During his year as a Fulbright Scholar in Johannesburg, South Africa, Chris McLaurin met with students who were approaching college age. Many were orphaned; most were from impoverished areas. To have a chance at completing a college degree, they would have to clear some major obstacles.

“One of the biggest problems was that a lot of these kids were traveling from townships to universities. It’s hard to bridge the gap of cultures, the distance gap from their homes. Many of them still had family demands that took up a lot of time,” says McLaurin, who graduated magna cum laude in 2009. “All of these issues led to a high [college] dropout rate.”

So McLaurin helped to create a program that matches students with mentors, many of whom are students at local universities. The mentors provide guidance and assistance about everything involved in the college experience, from what courses the younger students should take to what kinds of careers they should pursue.

McLaurin’s passion for mentorship stems from the role mentors played in his own life following the death of his father, a former Pontiac police sergeant, when McLaurin was 15.

It’s this drive to improve the lives of people around the world that led the Luce Scholars Program to select McLaurin for its 2012-13 class. The competitive American-Asian exchange program (he was one of 18 scholars chosen from 143 candidates) will give McLaurin the opportunity to further expand his experience in social policy and law, and to “gain exposure to leaders who are dedicated to improving the lives of disadvantaged populations in their corner of the world,” he says.

The program will begin with two months of Mandarin language immersion in Beijing. After that, he hopes to receive a placement in Shanghai or Hong Kong. McLaurin credits LSA’s International Institute for helping him learn about the Luce program, assisting with the application process, and introducing him to past Luce scholars.
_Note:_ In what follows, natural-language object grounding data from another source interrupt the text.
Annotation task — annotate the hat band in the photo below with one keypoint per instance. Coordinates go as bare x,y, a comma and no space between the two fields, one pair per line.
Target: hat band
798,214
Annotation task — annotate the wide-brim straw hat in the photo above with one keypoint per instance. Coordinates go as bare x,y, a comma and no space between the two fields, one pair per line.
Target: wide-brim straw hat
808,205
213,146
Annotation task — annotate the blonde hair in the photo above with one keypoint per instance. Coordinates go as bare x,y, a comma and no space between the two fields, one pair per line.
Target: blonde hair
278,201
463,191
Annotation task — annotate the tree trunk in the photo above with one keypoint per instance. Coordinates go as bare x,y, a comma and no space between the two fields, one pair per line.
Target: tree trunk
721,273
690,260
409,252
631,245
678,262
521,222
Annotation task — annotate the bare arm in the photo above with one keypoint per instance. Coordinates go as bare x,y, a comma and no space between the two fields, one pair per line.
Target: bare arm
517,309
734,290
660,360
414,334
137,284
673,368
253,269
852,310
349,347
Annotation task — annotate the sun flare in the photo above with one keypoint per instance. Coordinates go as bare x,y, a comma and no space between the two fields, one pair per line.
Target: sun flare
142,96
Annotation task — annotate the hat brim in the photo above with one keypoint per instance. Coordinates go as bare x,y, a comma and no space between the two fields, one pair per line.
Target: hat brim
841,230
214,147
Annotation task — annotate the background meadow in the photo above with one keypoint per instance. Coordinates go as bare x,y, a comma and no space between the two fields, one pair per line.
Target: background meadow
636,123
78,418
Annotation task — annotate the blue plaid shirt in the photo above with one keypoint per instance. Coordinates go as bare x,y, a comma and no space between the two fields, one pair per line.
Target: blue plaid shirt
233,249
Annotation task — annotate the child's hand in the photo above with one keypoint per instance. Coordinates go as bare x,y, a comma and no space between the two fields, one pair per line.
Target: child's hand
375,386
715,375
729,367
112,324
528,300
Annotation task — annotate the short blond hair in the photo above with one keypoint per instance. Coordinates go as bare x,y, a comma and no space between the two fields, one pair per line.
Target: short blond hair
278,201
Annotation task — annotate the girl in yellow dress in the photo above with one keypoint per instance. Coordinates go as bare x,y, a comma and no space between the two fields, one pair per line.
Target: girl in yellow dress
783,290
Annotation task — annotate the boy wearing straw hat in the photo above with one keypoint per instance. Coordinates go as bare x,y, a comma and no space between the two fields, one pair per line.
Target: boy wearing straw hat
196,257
The Luce experience will add one more credential to McLaurin’s already strong involvement with public service. Recruited in 2005 as a tight end on the Michigan football team, he always approached the student-athlete concept with equal emphasis on both words. During his junior year, repeated shoulder injuries meant he had to decide between more surgeries in order to keep playing, or focusing solely on academics. He decided on the latter, based in large part on the advice of a mentor, a law student at U-M.

On his way to graduating with high honors, he created a program that would provide young people in residential group homes with positive student role models from the University. McLaurin was awarded the Martin Luther King Central Campus Spirit Award in 2008 for founding the program.

Following graduation, he went to South Africa for his Fulbright year. In addition to the mentorship program he founded there, modeled after the program he created at U-M, he contributed to a case study conducted by the United Nations Development Programme and Harvard Law School. His role was to interview community organizers who had protested and were taking legal action against a prepaid water meter system that did not meet the needs of many poor families.

From there, he earned a master’s in Social Policy and Planning at the London School of Economics and worked as a parliamentary intern in the House of Commons. He also served as a public affairs intern and researcher for the Runnymede Trust, the UK’s leading independent race and ethnicity think tank.

While much of his work has been international, he also held a prominent post in the United States. When he returned from London in 2010, he received an internship at the White House Domestic Policy Council, where he worked on issues of workforce development, poverty alleviation, child nutrition, and civil rights. “I had gained an understanding from seeing things play out internationally that helped to inform my experience at the White House,” he says.

For the past school year, he has taught at his high school alma mater, St. Mary’s Preparatory in Orchard Lake, Michigan. Once he returns from the Luce program, he hopes to attend law school, possibly at Michigan, with an eye toward working with the ACLU or focusing on civil rights legislation.

His exposure to issues around the world has, he says, “left me rich with testimony” for the need to better address the issues afflicting families and children from low-income backgrounds through social policy. “So many disadvantaged populations around the world need someone who will look out for them. That’s where I think I can make a difference.”